Consider your pets onboard as fury diplomats

That’s a big dose of reality, but don’t let it dampen your enthusiasm for cruising with a pet. We call our dogs our furry diplomats. We have made some of our closest friends because of the dogs. We are friends with vets all around the Caribbean who have given our animals top-notch care, from basic checks to surgeries. If you’re a dog owner, your pup will guard your boat loyally. Even our wee chihuahua is a deterrent, because it’s always going to be easier to rob a boat without a noise maker. If you’re really soft hearted, you might end up picking up a coconut hound, the island name for a stray. It happens, trust me.

What onboard pet owners need:

Most countries don’t treat their animals like family, so don’t expect fully stocked pet stores. Stock extras.
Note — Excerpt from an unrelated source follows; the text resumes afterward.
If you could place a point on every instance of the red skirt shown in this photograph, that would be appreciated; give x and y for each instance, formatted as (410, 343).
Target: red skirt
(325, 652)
  • Leashes. Salt water and sand can make your leash attachment seize up. Have spares and stow them somewhere dry.
  • Collars and tags. Cats and dogs need a collar with a proper ID tag. Consider making a tag with a photo of your boat and how to get ahold of you while cruising. Collars get gross quickly; keep some spares. 
  • Beds. Bulky items such as pet beds are difficult to wash. Get one with a removable cover or slide an old T-shirt over it.
  • Dog poop bags. Don’t be that person; pick it up. In the French Caribbean you will be told to pick it up, quite firmly. The irony is that you can’t buy poop bags in most of the Caribbean, so get a lot and then some more.
  • Nail clippers and treats. These are also hard to come by. Clippers get rusty and seize up, and treats can get moldy in the tropics. Bring extras. Store it all carefully.